Шум, похожий на рокот морских волн, долетел до слуха Ла Моля. Он хотел приподняться, но у него не хватило сил; пришлось пьемонтцу и Кабошу поддерживать его под руки.
Вся площадь казалась вымощенной головами, ступени городской Думы походили на амфитеатр, переполненный зрителями. Из каждого окна высовывались возбужденные лица с горящими глазами.
Когда толпа увидела красивого молодого человека, который не мог держаться на раздробленных ногах и сделать величайшее усилие, чтобы самому взойти на эшафот, раздался оглушительный крик, словно то был всеобщий вопль скорби. Мужчины кричали, женщины жалобно стонали.
– Это один из первых придворных щеголей; его должны были казнить не на Сен-Жан-ан-Грев, а на Пре-о-Клер, – говорили мужчины.
– Какой красавчик! Какой бледный! Это тот, который не захотел отвечать, – говорили женщины.
– Друг! Я не могу держаться на ногах, – сказал Ла Моль. – Отнеси меня!
– Сейчас, – сказал Аннибал.
Он сделал палачу знак остановиться, затем нагнулся, взял на руки Ла Моля, как ребенка, твердым шагом поднялся по лестнице со своей ношей на помост и опустил на него своего Друга под неистовые крики и рукоплескания толпы.

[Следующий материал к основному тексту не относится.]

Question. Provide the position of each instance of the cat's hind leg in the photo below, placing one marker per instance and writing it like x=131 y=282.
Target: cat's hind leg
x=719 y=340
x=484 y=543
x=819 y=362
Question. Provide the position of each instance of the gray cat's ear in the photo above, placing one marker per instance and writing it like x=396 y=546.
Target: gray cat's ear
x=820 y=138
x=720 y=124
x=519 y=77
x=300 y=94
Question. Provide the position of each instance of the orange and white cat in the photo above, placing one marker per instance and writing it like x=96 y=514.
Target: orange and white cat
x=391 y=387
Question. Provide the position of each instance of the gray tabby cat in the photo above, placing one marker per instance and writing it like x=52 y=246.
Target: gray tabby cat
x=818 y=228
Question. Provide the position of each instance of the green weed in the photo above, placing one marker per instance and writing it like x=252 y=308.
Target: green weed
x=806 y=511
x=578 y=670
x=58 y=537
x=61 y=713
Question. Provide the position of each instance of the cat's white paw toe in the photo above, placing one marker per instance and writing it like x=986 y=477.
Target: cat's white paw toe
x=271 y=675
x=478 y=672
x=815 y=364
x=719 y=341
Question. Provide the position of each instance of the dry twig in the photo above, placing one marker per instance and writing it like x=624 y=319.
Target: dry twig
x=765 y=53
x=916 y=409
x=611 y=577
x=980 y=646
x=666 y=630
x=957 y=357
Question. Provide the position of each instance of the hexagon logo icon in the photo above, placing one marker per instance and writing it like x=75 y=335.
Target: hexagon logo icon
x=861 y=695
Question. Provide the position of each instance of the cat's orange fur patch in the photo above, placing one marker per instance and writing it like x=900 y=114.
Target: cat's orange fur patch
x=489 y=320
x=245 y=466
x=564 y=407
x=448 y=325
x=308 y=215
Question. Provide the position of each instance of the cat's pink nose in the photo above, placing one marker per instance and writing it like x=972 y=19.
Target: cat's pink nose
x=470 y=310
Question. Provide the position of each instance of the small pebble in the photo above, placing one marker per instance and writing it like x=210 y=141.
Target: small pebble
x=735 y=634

Коконнас снял с головы шляпу и раскланялся. Затем он бросил шляпу на эшафот, у своих ног.
– Посмотри кругом, – сказал Ла Моль, – не увидишь ли где-нибудь их.
Коконнас медленно стал обводить взглядом площадь, пока не дошел до одной точки; тогда он остановился и, не спуская с нее глаз, протянул руку и коснулся плеча своего Друга.
– Взгляни на окно вон той башенки, – сказал он. Другой рукой он показал на окно маленького здания, существующего и доныне, между улицей Ванри и улицей Мутон, – обломок ушедших столетий.
Две женщины в черном, поддерживая одна другую, стояли не у самого окна, а немного поодаль.
– Ах! Я боялся только одного, – сказал Ла Моль, – я боялся, что умру, не увидав их. Я их вижу и теперь я могу умереть спокойно.
Не отрывая пристального взгляда от этого оконца, Ла Моль поднес к губам и покрыл поцелуями ковчежец.
Коконнас приветствовал обеих женщин с таким изяществом, словно он раскланивался в гостиной.
В ответ на это обе женщины замахали мокрыми от слез платочками.
Кабош дотронулся пальцем до плеча Коконнаса и многозначительно взглянул на него.
– Да, да! – сказал пьемонтец и повернулся к своему другу.
– Поцелуй меня, – сказал он, – и умри достойно, ото будет совсем не трудно, мой друг, – ведь ты такой храбрый!
– Ах! – отвечал Ла Моль. – Для меня не велика заслуга умереть достойно – ведь я так страдаю!
Подошел священник и протянул Ла Молю распятие, но Ла Моль с улыбкой показал ему на ковчежец, который держал в руке.
– Все равно, – сказал священник, – неустанно просите мужества у Того, кто Сам претерпел то, что сейчас претерпите вы.
Ла Моль приложился к ногам Христа.
– Поручите мою душу, – сказал он, – молитвам монахинь в монастыре благодатной Девы Марии.
– Скорей, Ла Моль, скорей, а то я так страдаю за тебя, что сам слабею, – сказал Коконнас.
– Я готов, – ответил Ла Моль.
– Можете ли вы держать голову совсем прямо? – спросил Кабош, став позади коленопреклоненного Ла Моля и готовясь нанести удар мечом.
– Надеюсь, – ответил Ла Моль.
– Тогда все будет хорошо.
– А вы не забудете, о чем я просил вас? – напомнил Ла Моль. – Этот ковчежец будет вам пропуском.